ボーっとしていて周囲を確認せずに戦闘に突入し、味方の魔法の直撃を食らうも気付かず戦闘を続けてしまい、魔法使い2人の自信を喪失させてしまう。
次の街に到着し、情報収集をするも手掛かりが無く、仕方なくまつられている石像を見に行くのだった。
どうやらこの村には新しい情報は無い様なので、祠へ向かう事にした。
大きな川の上流を目指しているが、川魚が多く水草も多いらしい。リアが色々な薬草が沢山あると驚いていた。

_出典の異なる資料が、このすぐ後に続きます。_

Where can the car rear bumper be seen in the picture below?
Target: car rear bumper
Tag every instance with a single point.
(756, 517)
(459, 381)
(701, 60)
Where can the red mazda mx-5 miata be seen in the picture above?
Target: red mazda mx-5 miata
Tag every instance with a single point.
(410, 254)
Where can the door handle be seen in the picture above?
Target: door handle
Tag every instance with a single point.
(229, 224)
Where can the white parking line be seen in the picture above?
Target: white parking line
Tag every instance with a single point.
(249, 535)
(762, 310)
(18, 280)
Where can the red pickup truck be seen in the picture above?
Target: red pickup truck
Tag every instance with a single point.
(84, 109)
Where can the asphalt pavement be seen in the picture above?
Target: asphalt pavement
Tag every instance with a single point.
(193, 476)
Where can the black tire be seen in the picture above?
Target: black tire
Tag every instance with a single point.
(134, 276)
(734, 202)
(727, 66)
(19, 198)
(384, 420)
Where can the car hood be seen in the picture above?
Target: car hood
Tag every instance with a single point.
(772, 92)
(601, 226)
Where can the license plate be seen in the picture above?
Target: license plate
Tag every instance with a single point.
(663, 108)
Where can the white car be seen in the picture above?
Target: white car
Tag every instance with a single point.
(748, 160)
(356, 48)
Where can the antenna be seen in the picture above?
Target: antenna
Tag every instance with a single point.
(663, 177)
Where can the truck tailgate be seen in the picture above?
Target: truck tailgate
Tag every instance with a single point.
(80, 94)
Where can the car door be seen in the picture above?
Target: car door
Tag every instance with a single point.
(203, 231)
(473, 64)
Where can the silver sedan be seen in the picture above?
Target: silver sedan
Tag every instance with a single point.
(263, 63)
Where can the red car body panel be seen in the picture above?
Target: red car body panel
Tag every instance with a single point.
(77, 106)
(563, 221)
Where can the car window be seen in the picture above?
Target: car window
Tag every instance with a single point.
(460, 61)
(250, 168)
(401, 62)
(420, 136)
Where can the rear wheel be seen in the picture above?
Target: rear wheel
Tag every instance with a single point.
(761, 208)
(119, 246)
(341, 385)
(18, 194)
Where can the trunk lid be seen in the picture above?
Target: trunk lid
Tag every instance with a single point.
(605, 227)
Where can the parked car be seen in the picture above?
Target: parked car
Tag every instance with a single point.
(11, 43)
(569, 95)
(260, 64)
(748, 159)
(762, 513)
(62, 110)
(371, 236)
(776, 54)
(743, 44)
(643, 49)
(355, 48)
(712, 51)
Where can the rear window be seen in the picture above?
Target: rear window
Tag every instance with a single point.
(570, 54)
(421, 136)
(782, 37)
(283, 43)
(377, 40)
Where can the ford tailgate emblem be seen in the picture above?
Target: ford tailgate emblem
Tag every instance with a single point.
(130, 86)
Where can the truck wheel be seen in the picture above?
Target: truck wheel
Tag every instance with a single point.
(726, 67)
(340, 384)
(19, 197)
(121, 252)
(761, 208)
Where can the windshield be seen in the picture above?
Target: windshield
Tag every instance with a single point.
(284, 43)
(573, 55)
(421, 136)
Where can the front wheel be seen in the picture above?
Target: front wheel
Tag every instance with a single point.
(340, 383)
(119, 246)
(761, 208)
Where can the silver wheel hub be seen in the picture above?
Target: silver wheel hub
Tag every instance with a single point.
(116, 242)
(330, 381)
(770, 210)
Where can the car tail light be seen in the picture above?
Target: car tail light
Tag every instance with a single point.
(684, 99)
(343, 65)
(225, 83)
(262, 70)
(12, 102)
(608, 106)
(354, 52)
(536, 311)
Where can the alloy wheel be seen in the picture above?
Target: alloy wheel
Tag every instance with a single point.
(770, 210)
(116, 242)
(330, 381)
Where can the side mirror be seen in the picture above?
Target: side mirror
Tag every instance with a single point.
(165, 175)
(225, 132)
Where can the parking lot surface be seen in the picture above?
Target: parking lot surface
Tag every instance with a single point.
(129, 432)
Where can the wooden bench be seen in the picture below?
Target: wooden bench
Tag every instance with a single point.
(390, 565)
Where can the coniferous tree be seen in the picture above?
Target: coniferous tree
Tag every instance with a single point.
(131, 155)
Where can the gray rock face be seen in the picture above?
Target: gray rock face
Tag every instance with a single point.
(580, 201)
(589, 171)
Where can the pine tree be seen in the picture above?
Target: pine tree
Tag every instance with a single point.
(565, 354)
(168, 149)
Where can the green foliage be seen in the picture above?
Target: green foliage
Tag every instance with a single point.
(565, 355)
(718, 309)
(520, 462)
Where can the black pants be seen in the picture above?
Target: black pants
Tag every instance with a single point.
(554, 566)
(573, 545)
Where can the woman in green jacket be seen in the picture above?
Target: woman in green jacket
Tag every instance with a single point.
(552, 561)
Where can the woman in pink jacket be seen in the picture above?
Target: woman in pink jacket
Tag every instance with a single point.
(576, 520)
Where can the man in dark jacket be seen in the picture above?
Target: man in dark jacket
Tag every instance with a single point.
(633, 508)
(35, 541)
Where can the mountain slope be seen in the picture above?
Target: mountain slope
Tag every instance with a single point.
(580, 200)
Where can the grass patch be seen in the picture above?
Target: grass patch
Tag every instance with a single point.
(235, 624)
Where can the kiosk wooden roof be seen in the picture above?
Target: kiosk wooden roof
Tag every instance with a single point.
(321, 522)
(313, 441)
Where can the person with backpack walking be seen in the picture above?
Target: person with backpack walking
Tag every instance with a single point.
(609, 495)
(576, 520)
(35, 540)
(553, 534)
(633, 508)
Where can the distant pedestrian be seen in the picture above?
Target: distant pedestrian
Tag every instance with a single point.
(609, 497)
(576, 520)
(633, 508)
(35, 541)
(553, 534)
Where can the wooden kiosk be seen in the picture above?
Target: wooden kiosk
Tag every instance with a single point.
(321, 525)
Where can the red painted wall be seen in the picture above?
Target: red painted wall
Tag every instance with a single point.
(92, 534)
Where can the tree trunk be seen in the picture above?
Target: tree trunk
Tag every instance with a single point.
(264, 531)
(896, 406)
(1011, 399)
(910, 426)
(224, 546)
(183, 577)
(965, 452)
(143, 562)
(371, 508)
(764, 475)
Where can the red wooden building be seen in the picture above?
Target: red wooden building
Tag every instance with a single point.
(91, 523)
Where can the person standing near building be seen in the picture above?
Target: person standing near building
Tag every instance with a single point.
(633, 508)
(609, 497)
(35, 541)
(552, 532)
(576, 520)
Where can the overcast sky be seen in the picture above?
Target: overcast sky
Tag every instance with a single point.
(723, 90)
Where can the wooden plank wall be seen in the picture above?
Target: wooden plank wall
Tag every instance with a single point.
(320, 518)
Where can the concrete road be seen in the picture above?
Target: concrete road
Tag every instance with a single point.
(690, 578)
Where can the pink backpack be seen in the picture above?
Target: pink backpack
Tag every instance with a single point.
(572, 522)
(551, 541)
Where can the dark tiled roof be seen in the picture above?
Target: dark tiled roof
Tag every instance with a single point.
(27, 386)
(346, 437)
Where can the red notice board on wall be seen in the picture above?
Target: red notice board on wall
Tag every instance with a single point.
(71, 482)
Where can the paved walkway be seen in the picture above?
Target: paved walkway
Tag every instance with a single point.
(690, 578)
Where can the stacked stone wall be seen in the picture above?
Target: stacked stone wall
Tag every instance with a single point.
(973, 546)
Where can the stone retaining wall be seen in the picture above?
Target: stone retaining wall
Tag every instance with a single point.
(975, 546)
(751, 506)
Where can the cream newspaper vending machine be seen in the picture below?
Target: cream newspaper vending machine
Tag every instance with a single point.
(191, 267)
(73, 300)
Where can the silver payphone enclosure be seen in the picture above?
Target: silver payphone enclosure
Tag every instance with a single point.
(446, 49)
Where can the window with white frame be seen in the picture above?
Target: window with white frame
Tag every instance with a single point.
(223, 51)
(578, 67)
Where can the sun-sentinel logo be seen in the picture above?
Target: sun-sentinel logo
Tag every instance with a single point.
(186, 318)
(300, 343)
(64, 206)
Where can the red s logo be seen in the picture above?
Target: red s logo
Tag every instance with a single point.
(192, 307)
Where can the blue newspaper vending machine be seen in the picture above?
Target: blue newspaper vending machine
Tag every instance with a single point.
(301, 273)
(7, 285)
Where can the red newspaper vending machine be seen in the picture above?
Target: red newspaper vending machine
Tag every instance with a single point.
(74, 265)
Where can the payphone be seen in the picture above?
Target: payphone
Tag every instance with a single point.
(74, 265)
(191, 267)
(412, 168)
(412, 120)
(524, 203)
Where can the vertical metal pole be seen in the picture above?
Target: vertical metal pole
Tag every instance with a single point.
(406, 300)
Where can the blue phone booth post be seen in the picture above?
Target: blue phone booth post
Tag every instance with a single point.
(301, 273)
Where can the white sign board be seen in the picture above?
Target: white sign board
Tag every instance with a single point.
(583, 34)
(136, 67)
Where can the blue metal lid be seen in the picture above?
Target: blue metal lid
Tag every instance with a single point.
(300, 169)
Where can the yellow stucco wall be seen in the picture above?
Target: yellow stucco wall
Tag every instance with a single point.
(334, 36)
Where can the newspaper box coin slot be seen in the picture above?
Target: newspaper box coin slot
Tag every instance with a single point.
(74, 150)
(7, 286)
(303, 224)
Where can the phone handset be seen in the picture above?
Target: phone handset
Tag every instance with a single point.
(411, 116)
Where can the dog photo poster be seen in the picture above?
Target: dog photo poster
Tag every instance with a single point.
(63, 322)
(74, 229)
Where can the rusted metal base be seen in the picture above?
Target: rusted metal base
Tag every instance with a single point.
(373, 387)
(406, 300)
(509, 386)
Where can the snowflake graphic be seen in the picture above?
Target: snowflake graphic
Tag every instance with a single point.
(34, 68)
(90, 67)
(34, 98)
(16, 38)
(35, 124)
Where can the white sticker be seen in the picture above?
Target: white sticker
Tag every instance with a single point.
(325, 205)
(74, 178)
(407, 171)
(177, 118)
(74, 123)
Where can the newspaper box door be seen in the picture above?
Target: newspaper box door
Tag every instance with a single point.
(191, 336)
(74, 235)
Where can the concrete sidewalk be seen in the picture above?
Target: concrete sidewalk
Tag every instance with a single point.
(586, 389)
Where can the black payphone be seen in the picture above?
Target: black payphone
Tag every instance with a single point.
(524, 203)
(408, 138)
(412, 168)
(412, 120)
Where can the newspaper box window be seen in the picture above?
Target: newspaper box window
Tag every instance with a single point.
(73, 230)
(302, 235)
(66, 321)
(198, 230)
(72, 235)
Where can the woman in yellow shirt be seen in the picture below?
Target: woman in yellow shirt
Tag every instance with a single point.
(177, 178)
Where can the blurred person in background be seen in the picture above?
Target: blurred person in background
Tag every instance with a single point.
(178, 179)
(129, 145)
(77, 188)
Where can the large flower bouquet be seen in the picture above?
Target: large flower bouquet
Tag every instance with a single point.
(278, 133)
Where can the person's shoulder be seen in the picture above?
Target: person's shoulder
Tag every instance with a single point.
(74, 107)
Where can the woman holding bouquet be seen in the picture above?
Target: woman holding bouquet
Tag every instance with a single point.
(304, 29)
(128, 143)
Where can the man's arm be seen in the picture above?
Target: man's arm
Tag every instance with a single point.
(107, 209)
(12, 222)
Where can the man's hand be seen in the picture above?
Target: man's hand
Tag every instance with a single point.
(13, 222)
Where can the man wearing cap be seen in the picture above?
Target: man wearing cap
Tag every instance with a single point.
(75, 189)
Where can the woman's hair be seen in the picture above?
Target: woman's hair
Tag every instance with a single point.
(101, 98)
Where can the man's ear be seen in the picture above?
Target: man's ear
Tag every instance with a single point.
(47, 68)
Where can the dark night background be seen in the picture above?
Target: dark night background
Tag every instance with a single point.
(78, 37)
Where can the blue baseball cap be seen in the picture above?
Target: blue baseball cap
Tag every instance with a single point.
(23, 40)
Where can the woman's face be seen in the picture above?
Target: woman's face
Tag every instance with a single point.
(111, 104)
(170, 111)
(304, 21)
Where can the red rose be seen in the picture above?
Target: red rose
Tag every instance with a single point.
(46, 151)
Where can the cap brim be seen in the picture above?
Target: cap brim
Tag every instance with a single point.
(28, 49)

上流は少し岩場になっていて、岩が積み上げられた高い位置に祠が見えた。
高さ50センチほどの小さな祠は白い石で作られており木の戸が付いている。
祠の前には村長がお供えしたであろう魚が置いてあった。
「おお、これか」
アズベルが祠の前に立ち戸を開けると、中には石像が入っていた。人型の石像は花の上に立ち、体に数本のツルが巻き付いて両手と両肩に花が咲いている。
この花はどこかで見たような気がする。
「これ、ビジランティだ」
リアが石像を見て驚いている。
「それってマイネの村の廃虚で見つけた毒のある花?」
「うん。毒草を祀ってるの? ロマノフの村って」
「そうだな、ロマノフの村長がビジランティを知らないだけかもしれないし、世間には悪魔を崇拝している奴もいる位だからな」
アズベルの言う通りかもしれない。それに毒草でもなんでも村を守った際、偶然でもこの祠があったのは間違いないだろうから、中身は何でもいいんだろう。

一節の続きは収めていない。